CUDA¶
If you have an Nvidia GPU, you can accelerate some CPU-intensive tasks of the EnsensoSDK with CUDA .
You can globally enable CUDA support with the Enabled node. After it is activated, all commands that support it will be executed on the GPU. The following commands can be accelerated with CUDA:
Note
Executing the ComputeDisparityMap command automatically rectifies the camera images. If you need a disparity map, you should therefore never explicitly execute the RectifyImages command, but directly call ComputeDisparityMap. This will yield a better performance, because it allows the CUDA implementation to interleave the rectification with the stereo matching and avoid unnecessary copy operations to the GPU.
Note
GPU support in the PartFinder command is in alpha stage. Currently, only the LineMod hypothesis search can be performed on the GPU. However, the implementation of this search is different from that of the CPU, so the results of the PartFinder can be significantly different between CPU and GPU.
To switch the search from CPU to GPU, CUDA should be explicitly enabled, see the CUDA/Enabled parameter.
The hypothesis search on GPU is not yet supported on Nvidia Jetson systems.
Multiple GPUs¶
You can see a list of all available GPUs in the Devices node.
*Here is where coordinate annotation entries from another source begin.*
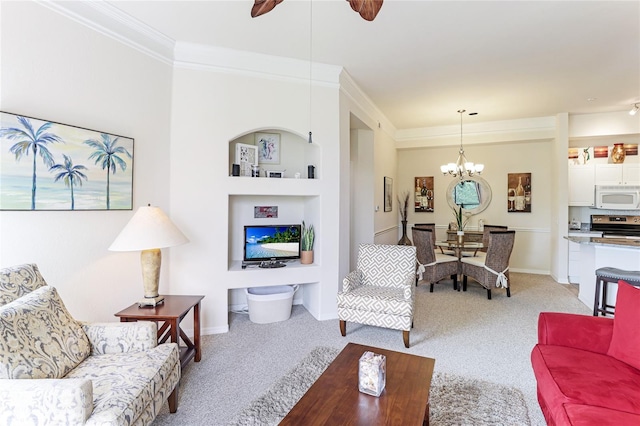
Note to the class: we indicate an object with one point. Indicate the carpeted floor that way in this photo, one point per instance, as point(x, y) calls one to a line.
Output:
point(468, 335)
point(454, 400)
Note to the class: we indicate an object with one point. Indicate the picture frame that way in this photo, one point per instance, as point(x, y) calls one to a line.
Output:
point(424, 194)
point(74, 168)
point(274, 173)
point(519, 193)
point(388, 194)
point(268, 147)
point(247, 158)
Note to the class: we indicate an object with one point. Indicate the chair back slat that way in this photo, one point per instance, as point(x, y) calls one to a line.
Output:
point(431, 226)
point(423, 240)
point(485, 234)
point(500, 248)
point(386, 265)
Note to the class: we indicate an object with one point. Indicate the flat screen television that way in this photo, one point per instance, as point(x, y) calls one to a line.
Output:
point(271, 242)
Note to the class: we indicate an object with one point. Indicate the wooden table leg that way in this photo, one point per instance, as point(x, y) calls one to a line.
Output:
point(196, 331)
point(175, 330)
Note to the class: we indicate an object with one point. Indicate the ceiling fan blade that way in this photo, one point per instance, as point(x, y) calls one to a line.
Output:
point(260, 7)
point(368, 9)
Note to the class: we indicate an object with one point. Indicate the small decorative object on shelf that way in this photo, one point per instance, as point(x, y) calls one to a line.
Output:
point(372, 373)
point(307, 239)
point(618, 153)
point(404, 210)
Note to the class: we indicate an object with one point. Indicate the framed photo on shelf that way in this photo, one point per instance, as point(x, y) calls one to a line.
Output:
point(388, 194)
point(246, 157)
point(268, 147)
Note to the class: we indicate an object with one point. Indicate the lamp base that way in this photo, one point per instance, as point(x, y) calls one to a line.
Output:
point(151, 302)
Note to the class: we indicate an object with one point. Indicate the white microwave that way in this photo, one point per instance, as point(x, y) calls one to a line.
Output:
point(618, 197)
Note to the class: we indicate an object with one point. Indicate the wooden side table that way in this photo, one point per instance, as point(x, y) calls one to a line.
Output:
point(171, 313)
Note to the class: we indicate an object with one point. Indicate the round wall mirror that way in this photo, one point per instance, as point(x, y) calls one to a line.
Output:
point(472, 193)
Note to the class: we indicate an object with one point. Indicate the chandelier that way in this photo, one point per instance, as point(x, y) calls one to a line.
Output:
point(462, 166)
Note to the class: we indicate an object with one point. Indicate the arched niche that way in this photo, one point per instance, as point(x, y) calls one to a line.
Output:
point(472, 193)
point(294, 153)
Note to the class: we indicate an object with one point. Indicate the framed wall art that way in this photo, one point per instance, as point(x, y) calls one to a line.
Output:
point(46, 165)
point(247, 158)
point(519, 192)
point(268, 148)
point(388, 194)
point(423, 196)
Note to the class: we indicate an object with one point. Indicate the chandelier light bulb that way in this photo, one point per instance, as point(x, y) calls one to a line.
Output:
point(462, 166)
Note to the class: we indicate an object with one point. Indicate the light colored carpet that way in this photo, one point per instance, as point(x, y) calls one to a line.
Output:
point(468, 335)
point(454, 400)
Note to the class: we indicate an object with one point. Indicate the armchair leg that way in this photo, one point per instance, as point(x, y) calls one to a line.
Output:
point(173, 399)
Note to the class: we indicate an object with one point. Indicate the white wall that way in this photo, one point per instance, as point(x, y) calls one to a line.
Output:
point(57, 69)
point(500, 159)
point(211, 108)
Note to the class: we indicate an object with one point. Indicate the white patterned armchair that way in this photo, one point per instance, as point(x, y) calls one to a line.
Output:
point(380, 291)
point(55, 370)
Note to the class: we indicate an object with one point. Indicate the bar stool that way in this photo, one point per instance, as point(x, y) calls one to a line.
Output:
point(607, 275)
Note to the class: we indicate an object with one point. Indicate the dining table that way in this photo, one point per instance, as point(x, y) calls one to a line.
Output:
point(459, 249)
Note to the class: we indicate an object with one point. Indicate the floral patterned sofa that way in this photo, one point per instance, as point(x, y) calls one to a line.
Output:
point(75, 373)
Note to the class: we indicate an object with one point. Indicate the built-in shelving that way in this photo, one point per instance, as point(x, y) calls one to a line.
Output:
point(297, 200)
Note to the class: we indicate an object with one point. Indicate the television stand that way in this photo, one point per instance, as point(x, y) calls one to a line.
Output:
point(272, 264)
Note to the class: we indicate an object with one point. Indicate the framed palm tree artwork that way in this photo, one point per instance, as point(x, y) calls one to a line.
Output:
point(46, 165)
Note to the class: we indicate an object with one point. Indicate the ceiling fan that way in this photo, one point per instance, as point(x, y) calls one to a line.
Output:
point(368, 9)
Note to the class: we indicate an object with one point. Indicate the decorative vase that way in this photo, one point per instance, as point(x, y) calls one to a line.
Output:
point(617, 153)
point(306, 257)
point(404, 241)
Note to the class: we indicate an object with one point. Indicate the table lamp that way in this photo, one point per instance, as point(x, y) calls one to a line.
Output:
point(149, 230)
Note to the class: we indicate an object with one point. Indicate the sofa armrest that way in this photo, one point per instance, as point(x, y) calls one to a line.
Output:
point(351, 281)
point(45, 401)
point(575, 331)
point(121, 337)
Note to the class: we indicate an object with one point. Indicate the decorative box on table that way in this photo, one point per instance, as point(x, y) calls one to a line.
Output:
point(372, 373)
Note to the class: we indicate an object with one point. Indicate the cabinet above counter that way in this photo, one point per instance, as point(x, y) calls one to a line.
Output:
point(584, 177)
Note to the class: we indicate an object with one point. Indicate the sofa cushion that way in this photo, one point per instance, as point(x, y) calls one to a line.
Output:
point(588, 415)
point(16, 281)
point(39, 339)
point(124, 384)
point(625, 340)
point(575, 376)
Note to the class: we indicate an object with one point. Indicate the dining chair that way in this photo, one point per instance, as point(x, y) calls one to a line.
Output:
point(485, 234)
point(380, 290)
point(431, 266)
point(491, 270)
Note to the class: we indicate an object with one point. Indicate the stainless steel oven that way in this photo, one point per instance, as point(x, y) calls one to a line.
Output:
point(616, 226)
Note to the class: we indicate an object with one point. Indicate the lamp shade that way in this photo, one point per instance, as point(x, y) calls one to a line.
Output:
point(149, 228)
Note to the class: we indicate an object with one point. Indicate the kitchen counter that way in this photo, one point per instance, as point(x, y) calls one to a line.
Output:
point(598, 252)
point(622, 242)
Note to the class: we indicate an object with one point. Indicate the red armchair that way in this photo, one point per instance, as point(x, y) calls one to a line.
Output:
point(588, 368)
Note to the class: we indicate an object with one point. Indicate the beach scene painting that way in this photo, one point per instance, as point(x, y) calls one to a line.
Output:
point(46, 165)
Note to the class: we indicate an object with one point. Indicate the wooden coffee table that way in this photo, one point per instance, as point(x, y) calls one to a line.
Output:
point(334, 399)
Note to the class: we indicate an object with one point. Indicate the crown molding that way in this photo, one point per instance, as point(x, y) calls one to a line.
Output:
point(220, 59)
point(110, 21)
point(521, 130)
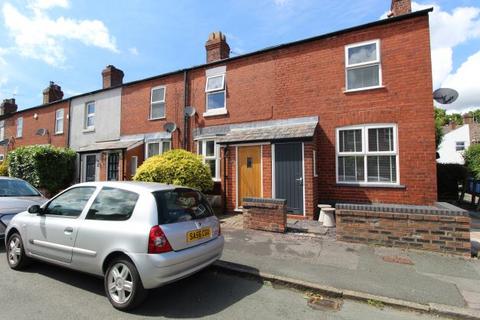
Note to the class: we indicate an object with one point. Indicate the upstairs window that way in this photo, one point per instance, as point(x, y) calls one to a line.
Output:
point(215, 91)
point(210, 152)
point(363, 69)
point(59, 121)
point(157, 103)
point(20, 127)
point(90, 116)
point(367, 155)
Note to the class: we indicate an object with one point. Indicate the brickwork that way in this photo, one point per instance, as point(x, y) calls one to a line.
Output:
point(265, 214)
point(432, 231)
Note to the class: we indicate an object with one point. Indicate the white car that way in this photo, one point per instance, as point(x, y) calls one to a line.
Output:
point(138, 236)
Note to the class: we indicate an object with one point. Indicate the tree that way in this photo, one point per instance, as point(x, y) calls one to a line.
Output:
point(178, 167)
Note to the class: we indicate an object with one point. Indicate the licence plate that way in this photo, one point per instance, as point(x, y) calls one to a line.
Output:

By default all commands will use the first GPU in that list. The Nvidia driver will also order the devices such that the most powerful one becomes the first entry. In most cases you therefore won’t need to change anything.
If you want to use a different GPU for computations you can globally select it with the Device node. Additionally, you can override the device to be used in the parameters of all commands that support CUDA (see the parameter descriptions of the commands for more information). This way, you can also distribute the computations for different cameras to multiple CUDA devices.
Hints and Limitations¶
You need to have a GPU with at least Compute Capability 3.0. To check whether your GPU satisfies this requirement, you can use this overview on the Nvidia website.
By default, the NxLib keeps memory allocated on the GPU in between commands that use CUDA. This increases performance. You can limit or disable this behavior with the StaticBuffers setting.
The CUDA implementation of Semi-Global-Matching needs the number of disparities to be a multiple of 32. For compatibility with the CPU implementation, you can still choose it in multiples of 16, but the computation will automatically use the next larger multiple of 32.